Of course, the cause of action also sets out a good case that the statement — that many (or “a majority”) of the allegations occurred under a previous staff or were related to other athletics programs at Ole Miss — is, in fact, false or misleading. Some of that depends on your definition of “many,” obviously, but of the 13 allegations leveled against the Ole Miss football program, nine of them allegedly occurred under Freeze. It’s technically correct that a majority of the 30 allegations were leveled against either the football program for violations under Nutt or against other programs.
But that’s where the word “misleading” comes into play, and that’s also why the cause of action spends a lot of ink on just why Ole Miss might have had a motive to throw Nutt under the bus: to preserve its recruiting class. The cause of action sets forth a pretty good case that whether the statements were technically true or not, the clear intent was to mislead people into believing that the NCAA investigation was mostly about stuff that occurred on Nutt’s watch.
Coaches like Nutt are why severance agreements exist
If you’ve ever wondered why coaches almost never seem to go on the warpath against a former employer, this is why. There are 130 FBS head coaching jobs and, quite obviously, a lot more than 130 men who would like to be an FBS head coach. Even if you include assistant coaching jobs, there are only 1,300 or so full-time coaching jobs at the FBS level — and many of those jobs, particularly outside the Power Five conferences, don’t pay particularly well.
The desire for continued employment in such a market gives coaches a lot of reasons to toe the line. But sometimes, a coach can’t find employment anyway. And sometimes, that coach happens to be a television analyst for a cable network.
In other words, Houston Nutt is exactly why a school like Ole Miss would want a severance agreement preventing the now-former coach from disparaging them. Of course, the only reason a coach would agree to such a thing is because the university agrees to the same thing, and that’s where Ole Miss might be in trouble.
This is some high-level investigatin’
Ole Miss might have gotten away with this if not for FOIA. And if not for the recruits in the room.

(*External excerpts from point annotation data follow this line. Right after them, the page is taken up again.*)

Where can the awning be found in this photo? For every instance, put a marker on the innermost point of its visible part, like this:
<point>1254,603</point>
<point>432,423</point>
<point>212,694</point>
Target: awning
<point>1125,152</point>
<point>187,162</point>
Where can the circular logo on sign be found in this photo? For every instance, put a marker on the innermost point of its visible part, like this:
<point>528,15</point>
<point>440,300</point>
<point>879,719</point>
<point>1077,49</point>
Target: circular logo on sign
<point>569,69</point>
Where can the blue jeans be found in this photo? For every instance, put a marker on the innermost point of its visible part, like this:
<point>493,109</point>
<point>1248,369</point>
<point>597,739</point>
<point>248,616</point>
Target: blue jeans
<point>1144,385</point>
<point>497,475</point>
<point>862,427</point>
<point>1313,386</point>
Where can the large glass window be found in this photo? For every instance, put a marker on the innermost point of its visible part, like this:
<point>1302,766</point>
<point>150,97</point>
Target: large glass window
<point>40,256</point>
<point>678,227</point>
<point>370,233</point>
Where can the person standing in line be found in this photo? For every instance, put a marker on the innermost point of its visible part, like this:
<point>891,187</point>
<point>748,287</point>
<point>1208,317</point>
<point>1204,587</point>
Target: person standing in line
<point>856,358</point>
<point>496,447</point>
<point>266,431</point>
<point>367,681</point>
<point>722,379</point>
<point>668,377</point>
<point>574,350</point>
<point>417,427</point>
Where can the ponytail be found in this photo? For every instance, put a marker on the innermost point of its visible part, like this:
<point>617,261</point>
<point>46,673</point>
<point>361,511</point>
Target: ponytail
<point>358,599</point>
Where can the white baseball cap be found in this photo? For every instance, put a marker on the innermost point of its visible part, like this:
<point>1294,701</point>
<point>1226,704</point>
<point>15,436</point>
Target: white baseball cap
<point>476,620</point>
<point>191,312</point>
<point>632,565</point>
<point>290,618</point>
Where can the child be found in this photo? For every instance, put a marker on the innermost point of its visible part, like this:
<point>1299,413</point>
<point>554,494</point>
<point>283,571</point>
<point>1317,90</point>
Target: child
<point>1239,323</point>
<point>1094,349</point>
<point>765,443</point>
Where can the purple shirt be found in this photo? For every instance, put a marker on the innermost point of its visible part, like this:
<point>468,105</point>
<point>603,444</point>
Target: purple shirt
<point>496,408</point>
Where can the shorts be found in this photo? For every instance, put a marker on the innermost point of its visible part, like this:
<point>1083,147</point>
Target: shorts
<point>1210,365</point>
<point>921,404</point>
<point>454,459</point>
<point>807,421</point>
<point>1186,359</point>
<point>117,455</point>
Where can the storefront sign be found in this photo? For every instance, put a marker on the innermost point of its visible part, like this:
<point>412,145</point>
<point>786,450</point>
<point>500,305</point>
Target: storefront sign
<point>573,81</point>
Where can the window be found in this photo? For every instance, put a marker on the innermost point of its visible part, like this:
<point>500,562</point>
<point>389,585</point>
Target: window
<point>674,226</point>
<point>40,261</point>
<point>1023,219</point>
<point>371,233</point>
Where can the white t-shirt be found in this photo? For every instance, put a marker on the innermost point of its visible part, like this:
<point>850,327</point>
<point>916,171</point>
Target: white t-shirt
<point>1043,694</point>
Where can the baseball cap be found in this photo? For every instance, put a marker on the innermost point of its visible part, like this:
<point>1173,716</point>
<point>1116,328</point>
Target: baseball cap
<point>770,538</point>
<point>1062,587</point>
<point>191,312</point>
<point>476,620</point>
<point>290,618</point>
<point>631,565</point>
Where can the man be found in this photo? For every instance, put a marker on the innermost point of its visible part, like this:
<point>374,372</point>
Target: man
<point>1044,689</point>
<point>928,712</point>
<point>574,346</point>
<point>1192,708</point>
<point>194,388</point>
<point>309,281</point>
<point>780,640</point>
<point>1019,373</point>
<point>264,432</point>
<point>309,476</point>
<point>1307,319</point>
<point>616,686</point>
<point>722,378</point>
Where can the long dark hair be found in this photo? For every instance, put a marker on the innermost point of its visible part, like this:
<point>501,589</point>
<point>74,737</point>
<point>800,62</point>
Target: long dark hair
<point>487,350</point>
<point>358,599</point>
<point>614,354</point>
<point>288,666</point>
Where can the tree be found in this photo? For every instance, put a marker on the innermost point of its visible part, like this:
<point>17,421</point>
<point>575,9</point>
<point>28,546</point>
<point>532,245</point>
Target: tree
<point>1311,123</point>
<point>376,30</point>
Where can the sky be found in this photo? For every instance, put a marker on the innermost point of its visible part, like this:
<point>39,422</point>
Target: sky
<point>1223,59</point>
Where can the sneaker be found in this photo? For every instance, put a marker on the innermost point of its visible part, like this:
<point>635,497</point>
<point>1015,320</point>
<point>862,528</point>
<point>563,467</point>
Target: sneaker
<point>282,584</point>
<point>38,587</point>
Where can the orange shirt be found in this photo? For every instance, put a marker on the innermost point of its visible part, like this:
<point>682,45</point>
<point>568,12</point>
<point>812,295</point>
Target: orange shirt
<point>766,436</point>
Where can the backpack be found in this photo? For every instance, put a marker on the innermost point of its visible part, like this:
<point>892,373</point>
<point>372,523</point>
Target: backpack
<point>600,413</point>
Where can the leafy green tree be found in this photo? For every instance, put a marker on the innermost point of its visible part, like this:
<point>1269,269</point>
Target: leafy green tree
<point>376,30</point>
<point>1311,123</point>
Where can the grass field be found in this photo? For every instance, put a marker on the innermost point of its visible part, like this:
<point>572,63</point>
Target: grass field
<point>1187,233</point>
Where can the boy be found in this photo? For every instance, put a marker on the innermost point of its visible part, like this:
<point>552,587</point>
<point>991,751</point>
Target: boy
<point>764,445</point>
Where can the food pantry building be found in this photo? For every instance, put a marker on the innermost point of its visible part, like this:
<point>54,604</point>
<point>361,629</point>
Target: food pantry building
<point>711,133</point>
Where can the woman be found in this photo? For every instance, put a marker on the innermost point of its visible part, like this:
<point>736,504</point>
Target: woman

Several articles referenced in the cause of action referenced unspecified “sources” telling them that the majority of the allegations occurred under Nutt. But a then-recruit, named in the suit (I won’t name him here, but it’s a current Ole Miss player) spilled the beans to the media, indicating that Freeze himself was telling the same story to recruits.

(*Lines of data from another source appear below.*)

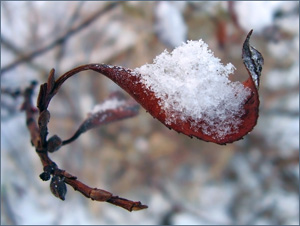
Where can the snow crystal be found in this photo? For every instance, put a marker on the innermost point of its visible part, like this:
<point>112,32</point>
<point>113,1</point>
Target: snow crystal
<point>192,83</point>
<point>107,105</point>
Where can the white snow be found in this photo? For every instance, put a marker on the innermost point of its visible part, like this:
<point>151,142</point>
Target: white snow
<point>108,104</point>
<point>193,84</point>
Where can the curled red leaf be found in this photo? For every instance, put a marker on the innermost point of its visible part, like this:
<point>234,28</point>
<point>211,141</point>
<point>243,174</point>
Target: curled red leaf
<point>131,82</point>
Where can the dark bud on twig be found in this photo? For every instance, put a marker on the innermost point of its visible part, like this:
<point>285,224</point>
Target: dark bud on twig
<point>45,176</point>
<point>44,118</point>
<point>58,187</point>
<point>253,60</point>
<point>50,168</point>
<point>54,143</point>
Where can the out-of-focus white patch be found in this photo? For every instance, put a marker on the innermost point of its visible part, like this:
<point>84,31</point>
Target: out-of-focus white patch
<point>256,15</point>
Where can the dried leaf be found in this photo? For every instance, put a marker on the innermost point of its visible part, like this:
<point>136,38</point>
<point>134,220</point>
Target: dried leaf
<point>131,82</point>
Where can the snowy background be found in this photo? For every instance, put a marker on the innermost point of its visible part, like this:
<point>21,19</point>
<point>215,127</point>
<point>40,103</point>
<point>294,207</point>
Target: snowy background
<point>182,180</point>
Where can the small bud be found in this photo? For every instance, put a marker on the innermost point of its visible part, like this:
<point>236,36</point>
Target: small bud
<point>100,195</point>
<point>45,176</point>
<point>50,168</point>
<point>44,118</point>
<point>54,143</point>
<point>58,187</point>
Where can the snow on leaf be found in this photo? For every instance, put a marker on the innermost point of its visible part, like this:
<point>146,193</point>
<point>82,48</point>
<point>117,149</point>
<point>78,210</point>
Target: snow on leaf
<point>114,108</point>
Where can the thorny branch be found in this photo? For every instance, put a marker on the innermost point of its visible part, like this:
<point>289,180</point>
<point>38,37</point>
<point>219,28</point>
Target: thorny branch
<point>252,59</point>
<point>59,40</point>
<point>39,132</point>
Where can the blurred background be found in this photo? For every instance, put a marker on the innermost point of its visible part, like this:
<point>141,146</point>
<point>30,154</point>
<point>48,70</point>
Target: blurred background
<point>182,180</point>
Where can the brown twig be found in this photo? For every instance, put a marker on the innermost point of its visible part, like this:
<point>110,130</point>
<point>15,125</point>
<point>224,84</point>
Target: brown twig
<point>59,40</point>
<point>39,132</point>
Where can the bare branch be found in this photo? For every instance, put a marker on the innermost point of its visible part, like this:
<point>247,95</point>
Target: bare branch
<point>60,40</point>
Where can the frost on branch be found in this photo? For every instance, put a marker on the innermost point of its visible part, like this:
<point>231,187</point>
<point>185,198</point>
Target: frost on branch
<point>188,91</point>
<point>114,108</point>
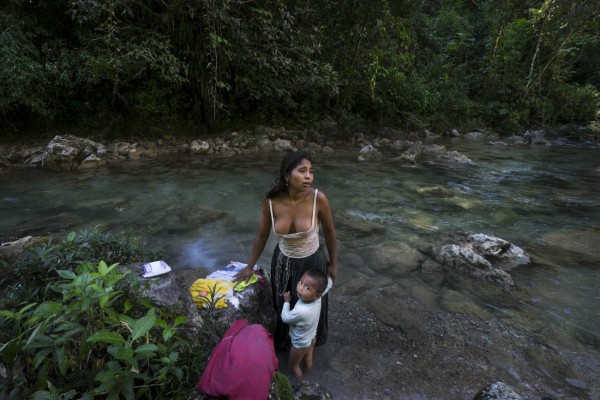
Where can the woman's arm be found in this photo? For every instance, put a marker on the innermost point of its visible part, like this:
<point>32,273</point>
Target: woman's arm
<point>259,243</point>
<point>326,219</point>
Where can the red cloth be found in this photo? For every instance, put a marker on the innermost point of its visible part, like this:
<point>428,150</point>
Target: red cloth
<point>242,365</point>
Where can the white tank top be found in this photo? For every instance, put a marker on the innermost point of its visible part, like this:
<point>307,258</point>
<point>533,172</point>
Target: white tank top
<point>299,244</point>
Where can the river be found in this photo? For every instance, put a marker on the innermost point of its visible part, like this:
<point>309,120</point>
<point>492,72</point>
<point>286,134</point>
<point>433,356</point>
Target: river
<point>203,211</point>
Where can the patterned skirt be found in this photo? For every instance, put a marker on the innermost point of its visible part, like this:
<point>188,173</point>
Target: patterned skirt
<point>285,274</point>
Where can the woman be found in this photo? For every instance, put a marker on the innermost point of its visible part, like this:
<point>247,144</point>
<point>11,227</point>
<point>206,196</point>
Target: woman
<point>293,210</point>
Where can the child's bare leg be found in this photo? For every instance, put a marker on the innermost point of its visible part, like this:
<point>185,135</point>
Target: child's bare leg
<point>308,362</point>
<point>296,356</point>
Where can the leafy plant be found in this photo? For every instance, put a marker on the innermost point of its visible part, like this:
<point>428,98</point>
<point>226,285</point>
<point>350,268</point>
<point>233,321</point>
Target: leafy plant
<point>95,342</point>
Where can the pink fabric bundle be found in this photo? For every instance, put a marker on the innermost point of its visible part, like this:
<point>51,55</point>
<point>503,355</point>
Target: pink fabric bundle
<point>242,365</point>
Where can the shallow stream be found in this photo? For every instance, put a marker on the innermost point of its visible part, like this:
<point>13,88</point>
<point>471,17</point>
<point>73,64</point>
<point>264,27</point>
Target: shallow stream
<point>203,212</point>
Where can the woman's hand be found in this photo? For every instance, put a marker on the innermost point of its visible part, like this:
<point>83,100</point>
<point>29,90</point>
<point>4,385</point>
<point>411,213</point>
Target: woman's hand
<point>244,274</point>
<point>332,270</point>
<point>287,297</point>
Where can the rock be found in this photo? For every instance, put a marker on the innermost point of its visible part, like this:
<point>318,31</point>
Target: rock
<point>283,145</point>
<point>312,391</point>
<point>456,302</point>
<point>65,153</point>
<point>432,273</point>
<point>497,391</point>
<point>200,147</point>
<point>483,257</point>
<point>173,289</point>
<point>505,255</point>
<point>369,153</point>
<point>474,135</point>
<point>92,161</point>
<point>465,259</point>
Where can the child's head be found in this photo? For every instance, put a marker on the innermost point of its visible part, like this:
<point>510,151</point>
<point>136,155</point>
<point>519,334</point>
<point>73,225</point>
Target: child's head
<point>311,286</point>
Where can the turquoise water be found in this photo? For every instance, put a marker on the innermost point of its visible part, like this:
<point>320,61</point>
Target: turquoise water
<point>203,212</point>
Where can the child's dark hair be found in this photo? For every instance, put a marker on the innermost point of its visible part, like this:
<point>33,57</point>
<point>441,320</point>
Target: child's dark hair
<point>290,161</point>
<point>320,277</point>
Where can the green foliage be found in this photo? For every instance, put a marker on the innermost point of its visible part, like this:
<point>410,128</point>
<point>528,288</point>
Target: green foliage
<point>437,64</point>
<point>90,335</point>
<point>33,274</point>
<point>284,387</point>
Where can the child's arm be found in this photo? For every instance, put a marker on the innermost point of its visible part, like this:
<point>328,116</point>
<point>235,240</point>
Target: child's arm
<point>289,316</point>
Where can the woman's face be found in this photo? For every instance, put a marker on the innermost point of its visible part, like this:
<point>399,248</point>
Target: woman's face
<point>302,176</point>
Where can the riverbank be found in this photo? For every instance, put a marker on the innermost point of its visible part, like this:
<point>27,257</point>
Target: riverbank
<point>376,331</point>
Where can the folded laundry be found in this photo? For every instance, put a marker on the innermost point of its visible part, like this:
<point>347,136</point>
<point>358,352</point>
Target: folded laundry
<point>211,291</point>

What’s more, it appears Nutt’s lawyer obtained Ole Miss’s phone records to blow this whole thing out of the water. Of course, it’s an Arkansas-based law firm, so we know that they know how to use FOIA, but this is quite impressive investigatin’. Numerous phone calls between Ole Miss and unnamed journalists, many of these calls initiated by Freeze and/or Ole Miss AD Ross Bjork, immediately preceded said journalists writing articles citing unspecified “sources” delivering the Ole Miss party line — making clear that Ole Miss, in fact, was the source.

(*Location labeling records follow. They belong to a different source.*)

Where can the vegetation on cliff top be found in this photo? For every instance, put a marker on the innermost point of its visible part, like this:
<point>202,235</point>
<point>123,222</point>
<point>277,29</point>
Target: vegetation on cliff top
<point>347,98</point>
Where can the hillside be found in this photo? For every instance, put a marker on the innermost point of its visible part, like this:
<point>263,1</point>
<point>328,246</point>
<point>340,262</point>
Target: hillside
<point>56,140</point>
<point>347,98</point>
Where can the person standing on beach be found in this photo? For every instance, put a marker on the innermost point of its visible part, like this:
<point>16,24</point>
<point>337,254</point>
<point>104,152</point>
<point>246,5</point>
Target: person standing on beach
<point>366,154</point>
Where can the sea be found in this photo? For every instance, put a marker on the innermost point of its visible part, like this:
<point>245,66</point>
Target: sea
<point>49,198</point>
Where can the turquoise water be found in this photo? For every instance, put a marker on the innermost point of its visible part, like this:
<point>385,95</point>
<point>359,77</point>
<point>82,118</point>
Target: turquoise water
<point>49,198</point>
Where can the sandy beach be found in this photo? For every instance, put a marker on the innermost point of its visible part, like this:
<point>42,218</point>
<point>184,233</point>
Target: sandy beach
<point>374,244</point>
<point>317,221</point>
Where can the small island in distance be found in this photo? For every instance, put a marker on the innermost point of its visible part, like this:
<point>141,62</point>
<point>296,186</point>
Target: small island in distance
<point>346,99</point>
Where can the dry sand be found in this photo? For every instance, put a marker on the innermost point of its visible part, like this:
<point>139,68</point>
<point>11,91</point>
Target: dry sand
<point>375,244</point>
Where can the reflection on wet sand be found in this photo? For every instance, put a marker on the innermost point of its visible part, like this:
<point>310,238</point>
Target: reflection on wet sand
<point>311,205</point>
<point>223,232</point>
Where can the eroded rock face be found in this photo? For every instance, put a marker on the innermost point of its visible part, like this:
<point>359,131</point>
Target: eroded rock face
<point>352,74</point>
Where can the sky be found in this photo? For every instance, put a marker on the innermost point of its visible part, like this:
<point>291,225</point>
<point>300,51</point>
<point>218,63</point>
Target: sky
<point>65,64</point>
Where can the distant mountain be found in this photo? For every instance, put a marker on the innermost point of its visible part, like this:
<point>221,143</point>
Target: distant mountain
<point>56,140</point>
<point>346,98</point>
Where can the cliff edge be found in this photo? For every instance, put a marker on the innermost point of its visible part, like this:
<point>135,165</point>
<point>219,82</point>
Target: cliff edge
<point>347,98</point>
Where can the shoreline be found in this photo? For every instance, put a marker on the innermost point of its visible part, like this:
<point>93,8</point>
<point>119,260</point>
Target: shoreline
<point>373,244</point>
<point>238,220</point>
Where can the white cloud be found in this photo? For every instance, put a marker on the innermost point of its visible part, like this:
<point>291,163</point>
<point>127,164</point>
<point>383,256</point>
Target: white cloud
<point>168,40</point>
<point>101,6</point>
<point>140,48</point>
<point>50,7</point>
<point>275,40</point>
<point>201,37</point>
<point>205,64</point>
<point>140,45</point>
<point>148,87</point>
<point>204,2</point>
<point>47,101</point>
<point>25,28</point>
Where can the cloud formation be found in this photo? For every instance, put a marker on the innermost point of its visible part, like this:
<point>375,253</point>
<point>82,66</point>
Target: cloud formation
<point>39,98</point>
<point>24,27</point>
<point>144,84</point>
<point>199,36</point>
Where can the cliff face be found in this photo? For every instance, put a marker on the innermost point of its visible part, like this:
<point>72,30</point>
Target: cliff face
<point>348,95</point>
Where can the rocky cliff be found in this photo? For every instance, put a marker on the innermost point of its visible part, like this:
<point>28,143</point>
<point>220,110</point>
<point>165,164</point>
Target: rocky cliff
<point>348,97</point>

This could be a PR disaster for Ole Miss
As if it wasn’t already. But the portrait painted by this cause of action presents Ole Miss in a very unflattering light.
Of course, that’s kind of the point of a lawsuit. Still, if even half of the allegations contained in this lawsuit are true, Ole Miss could have another headache on its hands. The lawsuit paints a portrait of a university and a coaching staff that were willing to tell outright lies to recruits in order to secure their signatures on National Signing Day — but also withholding the Notice of Allegations and telling “off the record” falsehoods to journalists covering the sport in order to keep up appearances.
And in the process, they stained the good name of ol’ Houston Dale Nutt. Stop snickering.